The man who did more than anyone to improve the lives of the poor in Victorian times held no public office; he was neither a Minister of the Crown, nor of religion.

He earnt his living by telling stories. Yet his “fiction” contained more truths than a dozen reports of Royal Commissions.

He was Charles Dickens.

The 200th anniversary of Dickens’ birth fell on Tuesday.

Dickens lived in the south of England. But he travelled to the mill towns of Lancashire, and was appalled by what he witnessed.

The dreadful physical conditions in which children and adults were required to work in the cotton mills were, in his view, compounded by the hard-faced men who owned the mills, and controlled the towns.

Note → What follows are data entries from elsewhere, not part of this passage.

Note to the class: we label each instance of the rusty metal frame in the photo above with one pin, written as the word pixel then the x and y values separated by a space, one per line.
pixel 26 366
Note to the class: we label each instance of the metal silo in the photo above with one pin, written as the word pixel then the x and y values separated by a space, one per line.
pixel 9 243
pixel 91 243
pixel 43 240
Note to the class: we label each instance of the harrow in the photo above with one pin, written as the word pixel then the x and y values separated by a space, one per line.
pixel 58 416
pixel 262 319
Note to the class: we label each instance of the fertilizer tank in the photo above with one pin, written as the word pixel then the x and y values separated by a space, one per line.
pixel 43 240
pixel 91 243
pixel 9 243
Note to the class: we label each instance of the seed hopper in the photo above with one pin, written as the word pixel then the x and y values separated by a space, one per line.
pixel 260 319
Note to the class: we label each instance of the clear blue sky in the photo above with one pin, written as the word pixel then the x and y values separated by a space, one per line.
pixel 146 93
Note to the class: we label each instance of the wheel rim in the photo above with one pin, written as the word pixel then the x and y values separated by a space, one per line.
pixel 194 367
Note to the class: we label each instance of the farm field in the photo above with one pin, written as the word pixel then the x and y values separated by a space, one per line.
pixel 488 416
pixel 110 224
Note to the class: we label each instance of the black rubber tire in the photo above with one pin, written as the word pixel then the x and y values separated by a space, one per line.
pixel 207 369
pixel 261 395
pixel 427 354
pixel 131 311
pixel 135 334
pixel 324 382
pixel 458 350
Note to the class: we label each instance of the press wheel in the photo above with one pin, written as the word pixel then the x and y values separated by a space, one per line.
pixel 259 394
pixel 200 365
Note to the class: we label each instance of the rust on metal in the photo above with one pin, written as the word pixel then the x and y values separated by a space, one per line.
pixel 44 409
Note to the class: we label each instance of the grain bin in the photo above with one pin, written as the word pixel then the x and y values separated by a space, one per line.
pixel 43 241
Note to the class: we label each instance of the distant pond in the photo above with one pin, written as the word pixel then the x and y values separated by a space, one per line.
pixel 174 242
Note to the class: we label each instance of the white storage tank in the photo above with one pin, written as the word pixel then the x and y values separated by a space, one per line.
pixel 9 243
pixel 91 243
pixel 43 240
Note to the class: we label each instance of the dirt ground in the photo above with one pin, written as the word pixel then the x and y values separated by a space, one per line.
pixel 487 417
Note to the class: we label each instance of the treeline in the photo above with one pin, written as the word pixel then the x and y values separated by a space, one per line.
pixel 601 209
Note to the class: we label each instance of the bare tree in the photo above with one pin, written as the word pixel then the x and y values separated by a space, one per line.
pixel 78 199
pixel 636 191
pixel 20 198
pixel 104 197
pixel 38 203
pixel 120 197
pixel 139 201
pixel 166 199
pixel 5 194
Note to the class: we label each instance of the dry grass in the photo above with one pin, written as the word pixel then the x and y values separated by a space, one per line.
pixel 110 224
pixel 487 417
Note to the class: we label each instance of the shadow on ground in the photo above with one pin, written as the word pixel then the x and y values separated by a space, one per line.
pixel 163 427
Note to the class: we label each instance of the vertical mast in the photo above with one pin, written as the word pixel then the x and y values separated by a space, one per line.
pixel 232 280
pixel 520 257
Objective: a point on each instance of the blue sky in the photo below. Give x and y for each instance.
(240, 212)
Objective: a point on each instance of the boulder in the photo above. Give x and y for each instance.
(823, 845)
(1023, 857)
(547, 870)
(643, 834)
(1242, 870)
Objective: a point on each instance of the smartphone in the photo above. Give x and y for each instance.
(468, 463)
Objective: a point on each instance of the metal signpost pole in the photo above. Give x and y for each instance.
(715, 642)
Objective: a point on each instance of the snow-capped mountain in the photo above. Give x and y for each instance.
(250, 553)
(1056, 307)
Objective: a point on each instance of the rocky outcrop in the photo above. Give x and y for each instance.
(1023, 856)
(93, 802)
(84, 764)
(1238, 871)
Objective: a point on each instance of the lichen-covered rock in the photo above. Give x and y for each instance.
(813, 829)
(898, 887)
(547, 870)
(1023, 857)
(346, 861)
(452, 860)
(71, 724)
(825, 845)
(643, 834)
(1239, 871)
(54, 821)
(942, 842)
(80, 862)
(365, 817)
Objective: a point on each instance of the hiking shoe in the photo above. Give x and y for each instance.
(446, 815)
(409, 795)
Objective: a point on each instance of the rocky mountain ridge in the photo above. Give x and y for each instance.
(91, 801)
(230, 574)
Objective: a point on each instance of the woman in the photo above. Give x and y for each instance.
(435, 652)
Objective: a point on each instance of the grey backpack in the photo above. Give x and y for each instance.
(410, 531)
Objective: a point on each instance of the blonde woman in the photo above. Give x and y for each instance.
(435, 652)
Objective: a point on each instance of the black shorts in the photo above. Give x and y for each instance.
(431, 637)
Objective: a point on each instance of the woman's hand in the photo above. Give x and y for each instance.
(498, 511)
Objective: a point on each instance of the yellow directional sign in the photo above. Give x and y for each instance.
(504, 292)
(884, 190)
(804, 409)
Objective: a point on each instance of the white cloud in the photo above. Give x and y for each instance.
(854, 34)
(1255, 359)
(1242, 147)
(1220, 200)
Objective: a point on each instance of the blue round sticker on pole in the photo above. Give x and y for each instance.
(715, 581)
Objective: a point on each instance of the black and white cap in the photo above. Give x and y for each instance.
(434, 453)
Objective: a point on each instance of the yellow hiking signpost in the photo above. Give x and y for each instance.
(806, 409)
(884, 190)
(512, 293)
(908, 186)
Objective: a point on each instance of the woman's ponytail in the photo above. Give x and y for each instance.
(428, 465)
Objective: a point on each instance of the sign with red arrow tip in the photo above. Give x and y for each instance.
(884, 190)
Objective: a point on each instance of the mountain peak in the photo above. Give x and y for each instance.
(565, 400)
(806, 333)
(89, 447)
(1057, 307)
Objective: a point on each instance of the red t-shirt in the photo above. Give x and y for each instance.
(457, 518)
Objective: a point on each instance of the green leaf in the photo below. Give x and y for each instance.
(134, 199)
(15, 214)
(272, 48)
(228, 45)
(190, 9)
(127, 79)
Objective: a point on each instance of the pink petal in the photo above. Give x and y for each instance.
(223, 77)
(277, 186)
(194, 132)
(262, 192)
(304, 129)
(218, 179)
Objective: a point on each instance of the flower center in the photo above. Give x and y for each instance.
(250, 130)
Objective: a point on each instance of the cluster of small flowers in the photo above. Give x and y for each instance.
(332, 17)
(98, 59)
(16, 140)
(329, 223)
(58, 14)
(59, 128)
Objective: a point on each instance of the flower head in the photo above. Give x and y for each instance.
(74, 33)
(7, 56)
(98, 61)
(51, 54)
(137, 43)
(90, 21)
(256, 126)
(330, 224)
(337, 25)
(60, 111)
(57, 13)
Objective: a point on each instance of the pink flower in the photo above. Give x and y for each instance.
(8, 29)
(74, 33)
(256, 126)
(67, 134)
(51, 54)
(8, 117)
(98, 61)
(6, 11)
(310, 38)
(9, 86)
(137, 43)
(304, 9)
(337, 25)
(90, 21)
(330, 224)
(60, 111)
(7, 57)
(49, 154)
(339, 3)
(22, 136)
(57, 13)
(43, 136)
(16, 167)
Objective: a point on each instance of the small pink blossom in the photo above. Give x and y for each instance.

His tirade against both is to be found in his shortest novel Hard Times, one of my favourites.

Written in 1854, his story is situated in “Coketown”, a thinly disguised Preston, which he’d visited earlier that year. His key characters, the industrialist Josiah Bounderby, and the school master, the wonderfully named Thomas Gradgrind were “utilitarians”.

People like this justified the unequal world from which they benefitted by claims that what mattered was the “greatest happiness of the greatest number” – ignoring the misery which unlucky individuals (thousands of them), like mill-hands, suffered on the way to the sunlit uplands for the fortunate minority.

Dickens had contempt for these people who knew the price of everything, but had no sense of value, nor fairness. “Now, what I want is facts” was Gradgrind’s refrain; anything else, beauty, truth, imagination, was dismissed as “fancy”.

Dickens’ extraordinary skill was in getting the Bounderby’s and Gradgrinds of the world to read his stories, and hold the mirror to themselves.

Gradually, there was an awakening, both by the workers through their trades unions, but also by many of the middle-classes, that conditions like those in Coketown were intolerable, and had to change.

But the wonderful thing about his novels is that they not only tell us about life when he wrote them, but about the human condition today.